The published FAQs note:

9. What is the proposal to write down creditors (‘bail in’) and how would it work?

The objective is to develop a mechanism for recapitalising failing institutions so that it can continue to provide essential services, without the need for bail out by public funds. Fast recapitalisation would allow the institution to continue as a going concern, avoiding the disruption to the financial system that would be caused by stopping or interrupting its critical services, and giving the authorities time to reorganise it or wind down parts of its business in an orderly manner. In the process, shareholders should be wiped out or severely diluted, and culpable management should be replaced. The consultation seeks views on two broad approaches to achieving this objective.

The first approach would involve a broad statutory power for authorities to write down or convert unsecured debt, including senior debt (subject to the possible exclusions for certain classes of senior debt that may be necessary to preserve the proper functioning of credit markets). It is not envisaged that such a power would apply to existing debt that is currently in issue, as that could be disruptive.

The second approach would require banks to issue a fixed amount of ‘bail-in’ debt that could be written off or converted into equity on a specified trigger linked to the failure of the bank. This requirement would be phased in over an appropriate period and, again, it is not envisaged that any existing debt already in issue would be subject to write down.

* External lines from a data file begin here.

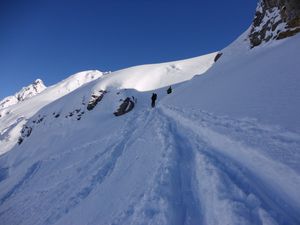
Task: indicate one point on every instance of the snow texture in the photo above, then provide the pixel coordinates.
(223, 148)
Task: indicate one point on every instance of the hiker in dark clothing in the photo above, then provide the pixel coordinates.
(169, 91)
(153, 98)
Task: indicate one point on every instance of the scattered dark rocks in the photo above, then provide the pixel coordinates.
(272, 15)
(95, 98)
(125, 107)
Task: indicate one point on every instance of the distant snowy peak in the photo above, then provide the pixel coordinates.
(275, 20)
(25, 93)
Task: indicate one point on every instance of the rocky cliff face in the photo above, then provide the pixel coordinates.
(275, 19)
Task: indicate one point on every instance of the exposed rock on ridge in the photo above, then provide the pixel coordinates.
(274, 20)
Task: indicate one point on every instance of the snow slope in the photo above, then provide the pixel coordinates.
(13, 117)
(26, 92)
(262, 83)
(221, 149)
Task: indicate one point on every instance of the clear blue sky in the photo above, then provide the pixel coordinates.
(52, 39)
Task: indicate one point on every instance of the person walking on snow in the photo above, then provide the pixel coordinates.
(153, 98)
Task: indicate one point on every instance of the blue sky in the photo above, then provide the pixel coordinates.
(52, 39)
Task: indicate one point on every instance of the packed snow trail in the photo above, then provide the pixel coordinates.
(259, 190)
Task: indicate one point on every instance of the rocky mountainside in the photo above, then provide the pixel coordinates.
(274, 20)
(26, 92)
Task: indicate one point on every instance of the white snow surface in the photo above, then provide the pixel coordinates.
(221, 149)
(26, 92)
(13, 117)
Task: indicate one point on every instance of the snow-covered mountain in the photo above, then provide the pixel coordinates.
(25, 93)
(222, 148)
(13, 117)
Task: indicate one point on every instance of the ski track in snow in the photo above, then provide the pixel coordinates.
(198, 182)
(205, 176)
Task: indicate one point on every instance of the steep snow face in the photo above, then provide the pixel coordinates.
(141, 78)
(154, 76)
(173, 164)
(13, 117)
(26, 92)
(260, 83)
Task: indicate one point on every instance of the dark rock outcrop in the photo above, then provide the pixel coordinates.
(126, 106)
(96, 97)
(274, 20)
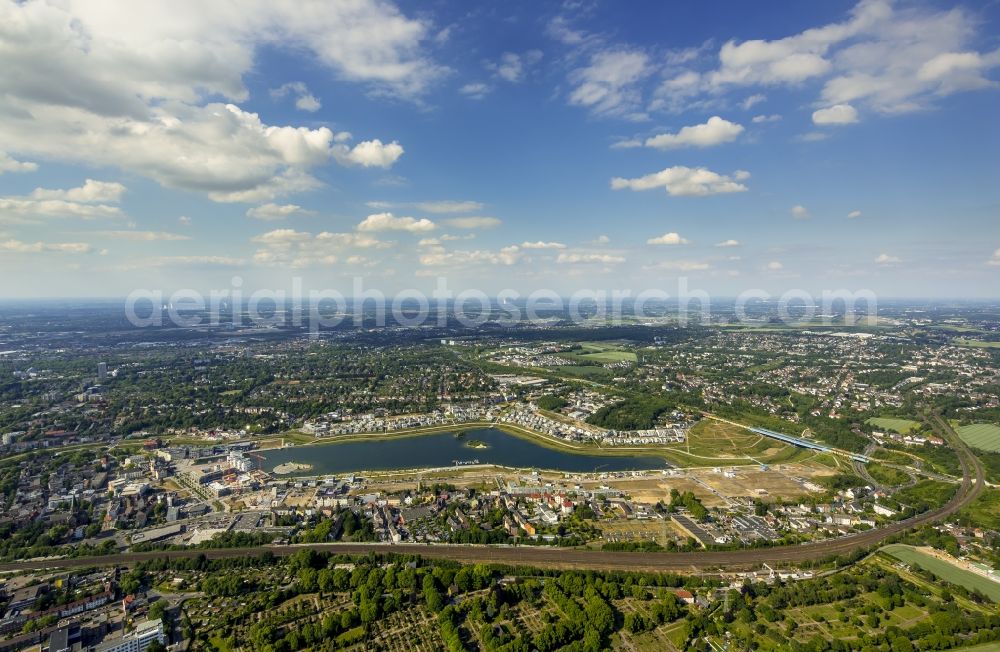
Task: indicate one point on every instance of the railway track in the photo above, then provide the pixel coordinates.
(973, 481)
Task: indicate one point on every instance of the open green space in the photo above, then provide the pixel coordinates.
(901, 426)
(886, 475)
(984, 511)
(944, 570)
(984, 436)
(976, 344)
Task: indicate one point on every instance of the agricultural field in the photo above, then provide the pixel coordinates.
(901, 426)
(601, 353)
(886, 475)
(977, 344)
(945, 570)
(984, 436)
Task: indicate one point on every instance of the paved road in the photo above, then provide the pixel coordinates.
(972, 484)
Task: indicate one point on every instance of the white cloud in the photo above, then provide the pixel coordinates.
(683, 181)
(628, 143)
(680, 266)
(389, 222)
(449, 206)
(812, 137)
(144, 236)
(477, 222)
(513, 67)
(886, 57)
(270, 212)
(475, 90)
(16, 246)
(672, 238)
(568, 258)
(304, 100)
(81, 202)
(609, 84)
(8, 164)
(91, 191)
(186, 261)
(506, 256)
(138, 87)
(838, 114)
(542, 245)
(298, 249)
(371, 153)
(752, 101)
(714, 132)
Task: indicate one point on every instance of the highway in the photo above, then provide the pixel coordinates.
(973, 481)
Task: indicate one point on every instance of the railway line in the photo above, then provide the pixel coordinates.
(973, 481)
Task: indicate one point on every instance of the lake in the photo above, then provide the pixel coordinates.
(443, 449)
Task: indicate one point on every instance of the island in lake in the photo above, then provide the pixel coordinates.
(292, 467)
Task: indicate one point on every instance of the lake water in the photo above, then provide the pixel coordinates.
(443, 449)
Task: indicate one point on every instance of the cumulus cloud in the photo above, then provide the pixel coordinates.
(672, 238)
(89, 201)
(476, 222)
(370, 153)
(475, 90)
(389, 222)
(683, 181)
(138, 87)
(144, 236)
(304, 100)
(16, 246)
(800, 212)
(838, 114)
(679, 266)
(449, 206)
(609, 84)
(713, 132)
(90, 191)
(889, 58)
(9, 164)
(572, 258)
(542, 245)
(513, 67)
(297, 249)
(458, 258)
(272, 212)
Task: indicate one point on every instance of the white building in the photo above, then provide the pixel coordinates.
(137, 640)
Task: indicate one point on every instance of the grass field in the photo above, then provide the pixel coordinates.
(944, 570)
(601, 353)
(902, 426)
(887, 475)
(984, 511)
(984, 436)
(976, 344)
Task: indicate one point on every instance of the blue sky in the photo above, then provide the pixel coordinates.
(524, 145)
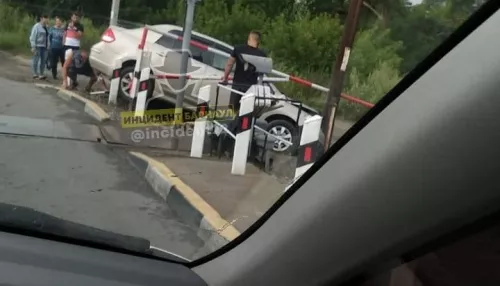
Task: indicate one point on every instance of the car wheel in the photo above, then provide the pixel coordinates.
(285, 130)
(126, 78)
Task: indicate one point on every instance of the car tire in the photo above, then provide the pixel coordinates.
(126, 73)
(277, 126)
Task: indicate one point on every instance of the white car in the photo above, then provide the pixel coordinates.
(119, 46)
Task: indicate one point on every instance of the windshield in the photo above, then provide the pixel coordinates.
(104, 142)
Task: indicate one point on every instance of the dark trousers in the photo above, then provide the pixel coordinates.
(56, 55)
(234, 98)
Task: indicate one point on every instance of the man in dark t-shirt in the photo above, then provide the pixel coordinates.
(244, 75)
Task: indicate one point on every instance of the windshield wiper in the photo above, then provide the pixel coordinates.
(28, 219)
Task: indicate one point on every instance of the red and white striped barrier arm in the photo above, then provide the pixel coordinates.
(204, 77)
(286, 76)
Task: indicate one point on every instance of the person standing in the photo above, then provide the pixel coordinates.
(39, 41)
(56, 35)
(73, 32)
(244, 75)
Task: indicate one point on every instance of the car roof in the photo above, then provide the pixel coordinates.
(167, 28)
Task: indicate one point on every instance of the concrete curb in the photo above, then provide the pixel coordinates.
(89, 107)
(186, 203)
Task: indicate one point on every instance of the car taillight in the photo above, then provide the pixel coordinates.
(108, 36)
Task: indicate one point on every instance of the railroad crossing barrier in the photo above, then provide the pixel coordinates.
(200, 124)
(287, 77)
(139, 67)
(114, 85)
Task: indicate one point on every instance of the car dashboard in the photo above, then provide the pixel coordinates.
(28, 260)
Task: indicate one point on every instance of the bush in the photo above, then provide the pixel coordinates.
(15, 28)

Unsurprisingly, the arbitrary nature of this plan is under attack:

In one scenario under consideration, regulators may get the power to write down or convert senior debt, with possible exceptions “to ensure proper functioning of credit markets.” These exceptions may include deposits, secured debt such as covered bonds, short-term debt, and well as trades in derivatives and certain other financial instruments, the commission said.

Another option is to force banks to issue a fixed amount of bonds with contracts stating that they could be written down or converted if certain conditions are met.

‘Danger’

This second option “will give much more clarity and certainty, as banks, regulators and investors will have to address the issues explicitly in advance,” PricewaterhouseCoopers LLP director Patrick Fell said. “There is a danger otherwise that we wait until problems emerge” to clarify how so-called bail-ins, in which investors contribute to shoring up banks in difficulty, would work in practice.

Writedowns or conversions would apply only to debt issued after the measures become law, the commission said.

The idea of bail-ins of all senior debt holders is “an incredibly complicated, difficult and ultimately very politically sensitive thing to do,” Bob Penn, a lawyer at Allen & Overy LLP in London, said in a telephone interview. “It feels to me like an entirely unworkable option,” he said.

Lapdog Carney will be pleased: he’s been urging the elimination of bondholder rights for some time.

What will be most interesting is to see how the European banks finance themselves after these measures become law. I, for one, would be a little leery of investing in financial instruments subject to arbitrary write-down, and that don’t have three hundred years of bankruptcy law behind them – and demand a spread to compensate for the extra uncertainty.